La Santa Sede sull’inumazione di Franco
Le dichiarazioni del nunzio emerito in Spagna Renzo Fratini sull’esumazione dei resti di Francisco Franco “sono state espresse a titolo personale”. Lo sottolinea una nota del 17 luglio della Sala Stampa della Santa Sede.
La questione dell’esumazione era stata affrontata dal nunzio in una intervista con Europa Press in occasione del suo congedo. “Onestamente – aveva detto - ci sono così tanti problemi nel mondo e in Spagna, perché farlo risorgere? Lo hanno fatto risorgere. Sarebbe stato meglio lasciarlo in pace”

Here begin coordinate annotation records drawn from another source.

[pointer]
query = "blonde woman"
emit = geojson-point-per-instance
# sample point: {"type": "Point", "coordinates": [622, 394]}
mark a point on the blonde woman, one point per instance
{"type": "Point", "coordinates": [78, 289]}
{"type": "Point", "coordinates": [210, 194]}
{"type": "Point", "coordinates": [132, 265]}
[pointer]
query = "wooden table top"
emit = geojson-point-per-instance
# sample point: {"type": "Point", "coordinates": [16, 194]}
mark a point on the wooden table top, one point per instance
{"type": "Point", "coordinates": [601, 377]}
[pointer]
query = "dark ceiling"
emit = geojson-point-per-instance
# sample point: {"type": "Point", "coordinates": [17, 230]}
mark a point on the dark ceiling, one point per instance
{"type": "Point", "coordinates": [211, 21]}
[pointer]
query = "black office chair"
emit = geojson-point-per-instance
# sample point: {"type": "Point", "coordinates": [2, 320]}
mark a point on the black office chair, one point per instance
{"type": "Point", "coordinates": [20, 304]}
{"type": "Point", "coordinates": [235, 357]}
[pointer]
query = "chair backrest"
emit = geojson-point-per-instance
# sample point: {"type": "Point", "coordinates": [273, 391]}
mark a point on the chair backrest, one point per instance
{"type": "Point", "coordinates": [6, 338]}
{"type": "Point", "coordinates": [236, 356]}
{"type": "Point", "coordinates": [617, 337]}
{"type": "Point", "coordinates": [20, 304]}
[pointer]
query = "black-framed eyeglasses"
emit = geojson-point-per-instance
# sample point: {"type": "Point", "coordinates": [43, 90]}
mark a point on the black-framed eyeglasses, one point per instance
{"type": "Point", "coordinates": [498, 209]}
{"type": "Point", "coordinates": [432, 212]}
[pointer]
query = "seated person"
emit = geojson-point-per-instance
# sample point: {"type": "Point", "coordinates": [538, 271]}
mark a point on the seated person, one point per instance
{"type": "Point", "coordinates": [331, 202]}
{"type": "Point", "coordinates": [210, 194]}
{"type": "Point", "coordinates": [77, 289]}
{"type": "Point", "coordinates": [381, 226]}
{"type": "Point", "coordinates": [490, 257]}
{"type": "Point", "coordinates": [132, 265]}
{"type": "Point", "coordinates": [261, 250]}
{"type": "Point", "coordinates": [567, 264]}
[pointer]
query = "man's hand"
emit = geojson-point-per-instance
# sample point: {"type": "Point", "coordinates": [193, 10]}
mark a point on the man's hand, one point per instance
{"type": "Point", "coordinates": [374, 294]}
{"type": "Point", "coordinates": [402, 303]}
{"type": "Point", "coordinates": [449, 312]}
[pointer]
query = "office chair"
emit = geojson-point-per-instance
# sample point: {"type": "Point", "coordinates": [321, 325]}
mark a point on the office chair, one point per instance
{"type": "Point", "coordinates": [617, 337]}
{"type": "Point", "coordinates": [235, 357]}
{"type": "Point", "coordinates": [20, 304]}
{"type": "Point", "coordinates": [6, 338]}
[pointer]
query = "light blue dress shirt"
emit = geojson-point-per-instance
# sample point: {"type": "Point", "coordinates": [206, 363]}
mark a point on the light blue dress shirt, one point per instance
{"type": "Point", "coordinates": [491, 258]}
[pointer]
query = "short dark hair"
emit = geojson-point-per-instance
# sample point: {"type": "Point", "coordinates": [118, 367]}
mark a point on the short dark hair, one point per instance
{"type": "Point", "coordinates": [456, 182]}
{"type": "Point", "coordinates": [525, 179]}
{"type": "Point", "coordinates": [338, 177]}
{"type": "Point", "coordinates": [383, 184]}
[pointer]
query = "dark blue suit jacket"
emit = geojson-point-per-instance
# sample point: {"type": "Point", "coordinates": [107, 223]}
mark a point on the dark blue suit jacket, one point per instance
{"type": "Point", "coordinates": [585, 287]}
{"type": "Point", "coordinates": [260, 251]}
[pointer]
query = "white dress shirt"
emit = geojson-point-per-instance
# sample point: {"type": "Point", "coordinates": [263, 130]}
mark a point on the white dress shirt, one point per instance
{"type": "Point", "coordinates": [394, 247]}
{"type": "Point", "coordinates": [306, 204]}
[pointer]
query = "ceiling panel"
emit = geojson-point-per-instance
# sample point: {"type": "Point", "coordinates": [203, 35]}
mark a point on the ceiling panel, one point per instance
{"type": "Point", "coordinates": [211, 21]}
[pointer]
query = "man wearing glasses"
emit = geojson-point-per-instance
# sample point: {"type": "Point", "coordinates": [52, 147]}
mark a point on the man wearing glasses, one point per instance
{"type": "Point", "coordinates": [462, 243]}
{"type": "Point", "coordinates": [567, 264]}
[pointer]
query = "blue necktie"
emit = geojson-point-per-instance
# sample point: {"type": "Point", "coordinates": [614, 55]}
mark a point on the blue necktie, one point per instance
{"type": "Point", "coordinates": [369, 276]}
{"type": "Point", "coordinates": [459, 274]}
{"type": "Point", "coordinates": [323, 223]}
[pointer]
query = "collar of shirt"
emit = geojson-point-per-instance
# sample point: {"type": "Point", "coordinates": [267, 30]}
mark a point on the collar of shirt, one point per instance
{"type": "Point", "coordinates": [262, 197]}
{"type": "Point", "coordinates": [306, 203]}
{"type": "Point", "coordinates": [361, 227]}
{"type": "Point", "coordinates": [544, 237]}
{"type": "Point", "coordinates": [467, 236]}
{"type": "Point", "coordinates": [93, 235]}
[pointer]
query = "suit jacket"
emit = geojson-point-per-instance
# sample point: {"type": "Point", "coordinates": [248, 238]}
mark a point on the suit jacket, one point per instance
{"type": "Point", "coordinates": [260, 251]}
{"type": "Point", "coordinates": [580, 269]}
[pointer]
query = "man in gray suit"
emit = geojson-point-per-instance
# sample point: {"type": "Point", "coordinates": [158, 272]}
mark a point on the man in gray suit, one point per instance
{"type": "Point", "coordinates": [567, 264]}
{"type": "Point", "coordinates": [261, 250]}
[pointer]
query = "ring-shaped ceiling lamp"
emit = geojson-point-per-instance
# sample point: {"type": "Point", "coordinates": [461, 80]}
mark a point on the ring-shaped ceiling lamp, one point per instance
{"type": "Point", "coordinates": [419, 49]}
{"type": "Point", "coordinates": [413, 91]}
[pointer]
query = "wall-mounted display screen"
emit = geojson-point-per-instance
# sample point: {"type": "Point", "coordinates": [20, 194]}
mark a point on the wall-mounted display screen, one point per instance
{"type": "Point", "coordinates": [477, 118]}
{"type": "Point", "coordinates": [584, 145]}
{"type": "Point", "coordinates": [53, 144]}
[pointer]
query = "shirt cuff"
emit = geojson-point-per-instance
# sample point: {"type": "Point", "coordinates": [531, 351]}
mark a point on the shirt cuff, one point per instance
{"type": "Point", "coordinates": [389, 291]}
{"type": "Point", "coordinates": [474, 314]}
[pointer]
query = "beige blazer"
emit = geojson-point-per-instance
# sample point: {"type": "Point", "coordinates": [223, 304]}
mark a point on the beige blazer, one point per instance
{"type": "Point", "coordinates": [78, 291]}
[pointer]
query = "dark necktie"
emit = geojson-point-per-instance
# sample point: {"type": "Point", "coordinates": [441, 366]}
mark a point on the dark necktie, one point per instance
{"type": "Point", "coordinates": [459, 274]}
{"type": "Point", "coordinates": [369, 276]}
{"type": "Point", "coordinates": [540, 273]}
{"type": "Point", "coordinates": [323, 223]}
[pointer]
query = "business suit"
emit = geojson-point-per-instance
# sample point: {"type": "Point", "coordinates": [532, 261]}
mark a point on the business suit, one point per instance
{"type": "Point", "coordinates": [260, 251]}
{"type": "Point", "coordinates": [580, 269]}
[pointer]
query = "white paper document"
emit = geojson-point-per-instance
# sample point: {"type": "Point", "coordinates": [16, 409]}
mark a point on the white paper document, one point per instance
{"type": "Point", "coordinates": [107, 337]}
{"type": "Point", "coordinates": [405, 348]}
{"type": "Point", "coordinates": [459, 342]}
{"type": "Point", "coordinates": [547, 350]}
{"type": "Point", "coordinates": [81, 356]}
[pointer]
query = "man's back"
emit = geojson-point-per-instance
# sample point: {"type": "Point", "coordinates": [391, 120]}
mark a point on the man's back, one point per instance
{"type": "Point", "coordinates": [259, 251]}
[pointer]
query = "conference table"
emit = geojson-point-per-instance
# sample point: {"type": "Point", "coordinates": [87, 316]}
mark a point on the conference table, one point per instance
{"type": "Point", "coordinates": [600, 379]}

La Sala Stampa ricorda anche il nunzio “ha già smentito, a mezzo stampa, ogni intenzione di esprimere un giudizio su questioni politiche interne”.
Franco è attualmente sepolto nella Valle de los caidos, monumento nazionale dedicato ai caduti della guerra civile spagnola (1936-1939), ma lo scorso 4 giugno la Corte suprema spagnola ha deciso di sospendere la riesumazione dei resti di Francisco Franco, in attesa di valutare il ricorso della sua famiglia, che aveva espresso la volontà di portare le spoglie in uno spazio di loro proprietà nella cripta della cattedrale dell’Almudena di Madrid. Secondo l'esecutivo spagnolo, il cimitero di El Pardo, alla periferia di Madrid, dove è sepolta la moglie, garantiva condizioni di dignità e rispetto. Lo scorso agosto il governo socialista spagnolo aveva infatti approvato un decreto che apriva la strada alla riesumazione dei resti di Francisco Franco.
La Santa Sede ha già espresso la sua posizione in una lettera del Cardinale Pietro Paolin, segretario di Stato, alla vicepresidente del governo spagnolo, Carmen Calvo. La Sala Stampa della Santa Sede aveva fatto sapere che "il cardinale Pietro Parolin non si oppone alla riesumazione di Francisco Franco, se così deciso dalle autorità competenti; ma in nessun momento si è pronunciato sul luogo di sepoltura”.